Tulisan Foto Grafis Video Audio Project
Kategori Politik 29 Januari 2018   23:34 WIB
Cepat atau Lambat, Becak Akan Punah

Sejak alat transportasi belum ditemukan, saat manusia masih "menyiksa" (baca: memanfaatkan) hewan, dari kuda, keledai, sapi, kerbau sampai onta, manusia terus mencoba untuk menemukan alat transportasi yang lebih layak digunakan. Menurut catatan sejarah, becak diciptakan di Jepang pada abad ke sembilan belas. Namun bukan orang Jepang yang menciptakannya, melainkan orang Amerika yang bernama Jonathan Goble yang kala itu menjabat sebagai pembantu di Kedutaan Besar Amerika Serikat.
 
Asal kata becak adalah be chia, diambil dari bahasa Hokkien, yang artinya kereta kuda. Becak pertama kali masuk ke Indonesia pada awal abad ke-20 yang pada saat itu sering digunakan orang Tionghoa untuk mengangkut barang dagangan.
 
Jumlah becak justru meningkat pesat ketika Jepang datang ke Indonesia pada tahun 1942. Kontrol Jepang yang sangat ketat terhadap penggunaan bensin serta larangan kepemilikan kendaraan bermotor pribadi menjadikan becak sebagai satu-satunya alternatif terbaik moda transportasi di kota-kota besar seperti Jakarta dan Surabaya. Pasca perang, ketika jalur dan moda transportasi kian berkembang, becak tetap bertahan.

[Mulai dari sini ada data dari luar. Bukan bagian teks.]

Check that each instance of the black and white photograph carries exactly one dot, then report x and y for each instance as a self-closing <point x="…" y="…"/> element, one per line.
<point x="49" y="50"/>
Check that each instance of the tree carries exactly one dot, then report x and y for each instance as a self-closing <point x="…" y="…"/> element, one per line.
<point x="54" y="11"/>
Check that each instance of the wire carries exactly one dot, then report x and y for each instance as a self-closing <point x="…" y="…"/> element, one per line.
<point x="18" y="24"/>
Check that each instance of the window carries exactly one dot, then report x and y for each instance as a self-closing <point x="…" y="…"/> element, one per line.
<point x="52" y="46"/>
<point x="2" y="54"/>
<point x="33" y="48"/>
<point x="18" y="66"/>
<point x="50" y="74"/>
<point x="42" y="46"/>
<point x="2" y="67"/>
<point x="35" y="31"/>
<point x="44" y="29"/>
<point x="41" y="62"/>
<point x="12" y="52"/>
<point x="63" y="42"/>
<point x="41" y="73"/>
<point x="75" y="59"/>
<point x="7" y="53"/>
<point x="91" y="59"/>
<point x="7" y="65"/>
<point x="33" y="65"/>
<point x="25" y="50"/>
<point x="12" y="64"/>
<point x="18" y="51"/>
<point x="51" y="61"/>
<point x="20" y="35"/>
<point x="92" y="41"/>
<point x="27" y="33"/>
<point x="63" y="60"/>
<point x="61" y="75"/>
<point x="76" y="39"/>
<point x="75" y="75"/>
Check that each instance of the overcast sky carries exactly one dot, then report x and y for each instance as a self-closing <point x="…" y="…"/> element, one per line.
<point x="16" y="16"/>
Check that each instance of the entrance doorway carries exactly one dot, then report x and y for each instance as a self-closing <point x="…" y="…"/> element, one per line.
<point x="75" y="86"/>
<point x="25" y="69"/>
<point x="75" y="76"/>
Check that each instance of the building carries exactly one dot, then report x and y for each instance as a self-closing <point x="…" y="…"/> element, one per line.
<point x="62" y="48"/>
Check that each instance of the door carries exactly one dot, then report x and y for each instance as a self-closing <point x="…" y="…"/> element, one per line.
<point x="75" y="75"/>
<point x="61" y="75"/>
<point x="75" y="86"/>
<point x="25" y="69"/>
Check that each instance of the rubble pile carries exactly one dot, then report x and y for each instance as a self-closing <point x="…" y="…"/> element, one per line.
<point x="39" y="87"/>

Bahkan ia menjadi transportasi yang menyebar hampir di seluruh wilayah Indonesia.
 
Saat ini di Sumatera Utara, khususnya kota Medan, becak telah dimodifikasi dengan sepeda motor yang biasa disebut betor (becak motor) dan kemudian menjadi ikon tersendiri bagi kota Medan.
 
Atas dasar Perda 11 Tahun 1988, becak dilarang beroperasi di Jakarta. Alasannya becak dianggap biang kemacetan, simbol ketertinggalan kota, dan alat angkut yang tak manusiawi. Bahkan, sejak gubernur Ali Sadikin menjabat, beliau sudah berupaya memperketat aturan tentang transportasi becak yang kemudian diteruskan oleh gubernur-gubernur selanjutnya, kecuali saat gubernur Tjokropranolo menjabat, yang konon tukang becak  bisa menikmati keleluasaan beroperasi. Dan pastinya gubernur Jakarta saat ini, Anies Baswedan.
 
Berbeda dengan Jakarta yang punya aturan ketat, di beberapa wilayah lain di Indonesia, becak tidak dilarang beroperasi. Apalagi di kota-kota wisata, sama seperti andong atau delman, becak justru bisa dioperasikan sebagai transportasi tradisional yang ramah lingkungan. Karena sejatinya, di era ini becak kurang tepat menjadi moda transportasi yang bisa bersaing menyamai transportasi lain. Kecuali di wilayah  tertentu yang belum terjangkau penggunaan aplikasi ojek online.
 
Begitulah, peradaban manusia terkadang tidak serentak berjalan. Di negara atau wilayah lain, moda transportasi mungkin lebih canggih, namun di negara atau wilayah tertentu transportasi bisa jauh tertinggal. Penyebabnya bisa karena kendala geografis dan kemakmuran bangsa itu sendiri. 
 
Terlepas dari pro kontra kebijakan pemerintah tentang aturan penggunaan becak, di kota-kota besar abang becak kini sedang galau. Sebelum aplikasi ojek online diluncurkan, mungkin moda transportasi seperti becak bisa berjaya. Namun cepat atau lambat, transportasi becak pasti akan punah. Semua kembali pada konsumen, pilih yang lebih murah dan cepat atau kalah murah dan lamban.